Este tipo de episodios parece que no solo se dio en esa zona de Madrid.
Sin embargo yo lo conocí a través de actores directos, y no sé de referencias documentadas o publicadas al respecto.
En la “nevada del siglo” que vivimos hace unas semanas en Madrid, puede que pusiera de manifiesto la incapacidad de reacción a la que nos hemos amoldado antes circunstancias imprevistas.
Pero creo que no es del todo así.
En mi calle, en la segunda madrugada de heladas, gente de la barriada sacó pico y pala, no sé de dónde, y bajó para abrir caminos en el hielo de las aceras.
Durante las treinta horas de nevada, y casi desde el primer momento, al ver cómo aquello desbordaba a las autoridades locales, cuando los coches se quedaban atrapados en las calzadas y se paraban, la gente bajaba de los mismos para ayudar a otros conductores.
En los días siguientes se organizaron, por parte de particulares, grupos de coches de los llamados “cuatro por cuatro” para el desplazamiento de personal sanitario de aquellas emergencias que se les reportaba, hacia cualquier sitio…

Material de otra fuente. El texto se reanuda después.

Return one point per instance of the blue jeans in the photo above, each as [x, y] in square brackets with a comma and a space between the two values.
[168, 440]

Tampoco se ha publicitado mucho.
Para complicar algo más la cosa, el pasado día 20 de Enero, en el mismísimo castizo corazón de esta dura y entrañable ciudad, que es la mía, permítaseme decirlo, al lado de la pequeña y pacífica Iglesia que lleva el nombre de su Patrona, la Virgen de la Paloma, una explosión se llevó por delante cuatro vidas, un inmueble habitado por religiosos, entero, aterrorizó, más aún, a los residentes mayores del centro contigüo donde vivían, causó tremendos destrozos en edificios colindantes y sembró una emblemática y pequeña calle de escombros, fuego, humo, y coches calcinados….
Lo primero que se veía según se disipaba la humareda, era gente bajando a la calle retirando escombros por ver si había alguien debajo….
Puede que nos hallamos acomodado, demasiado, a que actúen por nosotros, piensen por nosotros, sean las autoridades quienes tengan todo previsto y bien controlado, en multitud de aspectos de la vida social lo estamos viendo.
Pero…cuando las cosas vienen de forma no tanto imprevisible, como imprevista, que creo que son dos cosas diferentes, no siempre la actuación y el comportamiento de la gente, y su capacidad para sorprender hasta a los más hábiles controladores, responde a lo que los algoritmos dibujan, es lo que me parece.